Either my name hadn’t registered on the daughter or she simply lacked the social skills needed to introduce me, so I said, “Deborah Knott, Mrs. Stancil. I grew up down the road from here and used to know Dallas when I was a girl. I was so sorry to hear about him.”

“Mr. Kezzie Knott’s daughter?” she asked in a voice husky with cigarettes.

I nodded and looked at the black couple inquiringly.

The man came to his feet and put out his hand. “I’m Fred Greene, Miss—Knott, was it? And this is my wife Wilma.”

They looked to be about my age, mid-thirties, and both were as formally dressed as if they’d just come from church.

I balanced the casserole in my left hand and shook with each of them, apologizing for my cold fingers.

“You want Ashley to take that for you?” asked Mrs.
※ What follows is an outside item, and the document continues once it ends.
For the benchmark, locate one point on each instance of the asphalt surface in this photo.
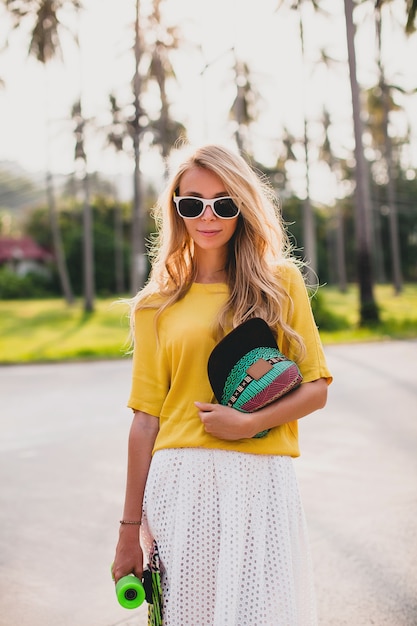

Stancil as she straightened the rings on her fingers and pulled a cigarette from a gold leather case. “Ashley, honey, put that in the refrigerator, would you?”

From the pile of red-tipped butts heaped in the cut-glass ashtray on the couch beside her, she was working on her second pack since the tray was last emptied.

I handed Aunt Zell’s casserole to Ashley and explained how it could go in the freezer if they didn’t need it right away.

“That’ll be nice,” said Dallas’s widow. “We’re much obliged.” She inclined her head toward the Greenes. “They brought us some chicken and we surely do appreciate that, too. There’s no way I feel like cooking since everything happened.”

“It was nothing,” Mrs. Greene murmured. “We just hate it so bad about your husband.”

Fred Greene continued to stand and I looked at him closely. There was something awfully familiar about his face, but I couldn’t think in what context.

“You wouldn’t happen to be kin to Maidie Greene that married Cletus Holt, would you?” I asked.

“No, ma’am,” he answered politely. “My family’s from Pitt County.”

My brain made a template of his face and slid it across a wide variety of places and events. A desk? Law?

“Were you ever a guardian ad litem down in Lee County or maybe a parole officer?”

“Sorry. I install mufflers over near Garner.”

“I’m sure I’ve seen you before,” I insisted.

“A lot of white folks tell me that,” he said, and something about his stony manner made me wonder if he’d ever stood up before me in court.

I would’ve dropped it at that point, but his wife came to her feet anyhow. “Since Miss Knott is here to visit with you, Mrs. Stancil, we’ll go on now. We just wanted you to know that all your African-American neighbors in the Cotton Grove community really hate what’s happened. If we can do anything to help you identify those two cowards who shot Mr. Stancil in the back—”

The widow exhaled a long stream of smoke. “I appreciate you saying that, but you tell your people not to worry. We know it’s not anything to do with anybody ’round here. Dallas got along real good with everybody, I don’t care if they were green or purple. He always said, ‘I treat everybody decent, Cherry Lou, and long as they treat me decent back, we won’t never have any trouble.’ That’s what he always said and that’s how he always did. But if I think of anything else, I’ll let y’all know.”

After putting the casserole in the freezer compartment of the refrigerator, Dallas’s stepdaughter had joined her brother and that cardboard bucket of fried chicken at the table; and since their mother remained seated as well, the Greenes nodded good-bye to me and saw themselves out.

As soon as she heard their car engine turn over, Cherry Lou Stancil stubbed out her cigarette with angry, jerky motions.

“Can you believe the nerve of them?” She turned her head closer to mine and I caught the rich burnt sugar smell of bourbon mingled with her cigarette.

“Dallas not even in his coffin yet and they come in here bold as brass, telling me that the African- American community, if you please, wants to help bring his killers to justice. What were they driving? What were they wearing? What did they look like? Like you can tell one nigger from another when they’re both black as the ace of spades like them two were that shot him.”